Chronotope Project: Ovum

Ovum

Ovum

Chronotope Project: Ovum
Released: 4 August 2017
www.spottedpeccary.com
www.chronotope-project.com

The intention of most Ambient Music is to serve the listener by not calling attention to itself. But Jeffrey Ericson Allen cannot help himself. The opening track of Ovum (50’56”), his excellent album of seven sonic, electro-acoustic journeys, confronts us blithely with the soft command, “Come along with me”. Recording under the name Chronotope Project, he offers a dual musical reality. Ovum engages, as soulful flute, cello and synth melodies enliven the mind and draws our thoughts along soft rows of ordered notes. Yet further in it entices us to chill in plush sonic reverie. But these are not rival systems competing for our attention. The swirling dramatic movement and vivid color of the glad active tracks compliment well the more elemental, simplified and somber pieces. Noting its twists and turns as it progresses forward and at times changes course this album may go wide as well as deep. In simplicity of form we feel a sense of stillness, and an underlying darkness. In a brighter realm, sparkling sequencer chimes echo and ring through a velvet void.

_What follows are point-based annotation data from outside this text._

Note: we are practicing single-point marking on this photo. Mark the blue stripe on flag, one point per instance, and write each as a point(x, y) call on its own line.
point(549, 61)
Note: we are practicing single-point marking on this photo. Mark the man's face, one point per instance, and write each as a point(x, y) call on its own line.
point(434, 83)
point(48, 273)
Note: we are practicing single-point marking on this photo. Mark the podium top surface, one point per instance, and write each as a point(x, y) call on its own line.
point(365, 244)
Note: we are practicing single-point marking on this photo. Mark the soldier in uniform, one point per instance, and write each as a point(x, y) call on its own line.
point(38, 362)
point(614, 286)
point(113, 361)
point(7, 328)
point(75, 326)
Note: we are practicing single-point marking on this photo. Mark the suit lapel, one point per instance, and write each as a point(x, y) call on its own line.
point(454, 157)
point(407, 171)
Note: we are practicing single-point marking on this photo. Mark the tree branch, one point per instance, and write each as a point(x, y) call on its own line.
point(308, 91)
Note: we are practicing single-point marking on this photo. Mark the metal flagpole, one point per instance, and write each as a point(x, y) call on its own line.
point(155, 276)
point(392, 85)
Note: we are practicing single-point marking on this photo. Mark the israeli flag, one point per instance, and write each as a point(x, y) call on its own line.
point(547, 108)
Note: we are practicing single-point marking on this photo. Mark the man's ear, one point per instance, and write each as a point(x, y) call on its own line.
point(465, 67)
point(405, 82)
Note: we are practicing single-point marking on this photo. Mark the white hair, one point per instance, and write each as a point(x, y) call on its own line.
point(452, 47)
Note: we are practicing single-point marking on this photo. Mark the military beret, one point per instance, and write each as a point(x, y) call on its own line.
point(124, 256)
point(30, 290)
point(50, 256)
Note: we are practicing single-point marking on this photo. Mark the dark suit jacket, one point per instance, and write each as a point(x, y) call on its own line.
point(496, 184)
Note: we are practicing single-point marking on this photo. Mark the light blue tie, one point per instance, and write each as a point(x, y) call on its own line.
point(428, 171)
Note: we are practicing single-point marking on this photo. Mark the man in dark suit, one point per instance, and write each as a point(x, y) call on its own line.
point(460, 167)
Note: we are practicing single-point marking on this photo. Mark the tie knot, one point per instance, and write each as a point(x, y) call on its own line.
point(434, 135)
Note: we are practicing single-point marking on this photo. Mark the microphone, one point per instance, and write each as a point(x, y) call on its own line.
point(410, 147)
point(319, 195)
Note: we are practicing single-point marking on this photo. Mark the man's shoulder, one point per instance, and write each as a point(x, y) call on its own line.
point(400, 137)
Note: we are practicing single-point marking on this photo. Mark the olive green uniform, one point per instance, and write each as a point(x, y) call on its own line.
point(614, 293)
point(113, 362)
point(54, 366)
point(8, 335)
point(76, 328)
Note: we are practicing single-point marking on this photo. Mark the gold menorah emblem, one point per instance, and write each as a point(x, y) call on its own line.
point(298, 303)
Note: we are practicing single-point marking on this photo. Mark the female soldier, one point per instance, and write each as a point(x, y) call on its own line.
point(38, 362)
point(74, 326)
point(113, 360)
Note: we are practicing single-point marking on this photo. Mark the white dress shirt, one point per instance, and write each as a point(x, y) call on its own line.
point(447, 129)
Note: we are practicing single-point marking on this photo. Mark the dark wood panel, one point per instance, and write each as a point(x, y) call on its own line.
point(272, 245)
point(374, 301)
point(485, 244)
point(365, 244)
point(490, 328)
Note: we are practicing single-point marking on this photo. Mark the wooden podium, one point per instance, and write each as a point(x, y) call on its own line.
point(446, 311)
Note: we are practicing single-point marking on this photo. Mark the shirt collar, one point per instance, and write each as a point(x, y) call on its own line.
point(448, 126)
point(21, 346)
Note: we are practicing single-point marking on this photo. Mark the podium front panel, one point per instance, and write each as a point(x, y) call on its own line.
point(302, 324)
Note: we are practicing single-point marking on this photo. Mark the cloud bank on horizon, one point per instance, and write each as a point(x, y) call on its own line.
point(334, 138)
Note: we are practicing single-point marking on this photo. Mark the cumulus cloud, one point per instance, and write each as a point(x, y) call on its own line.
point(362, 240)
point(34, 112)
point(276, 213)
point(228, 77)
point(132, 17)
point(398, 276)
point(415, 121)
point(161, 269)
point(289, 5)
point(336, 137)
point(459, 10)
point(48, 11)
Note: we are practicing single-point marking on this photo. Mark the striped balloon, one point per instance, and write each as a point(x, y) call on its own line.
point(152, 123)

Celestial lead lines arise, flutter and touch, only to recede back to the star system from whence they came. For a more gradual sense of discovery we extend down into slow motion dreamscapes of electronic motion and atmospheric textures. From minimal zones within which to find your own reality, to this work’s forthright production and engaging song-craft, we find these two realms are connected by an invisible line. In this arc of safety Ovum is a balm to our brittle substance. As with all good music, it is a portal to your better self.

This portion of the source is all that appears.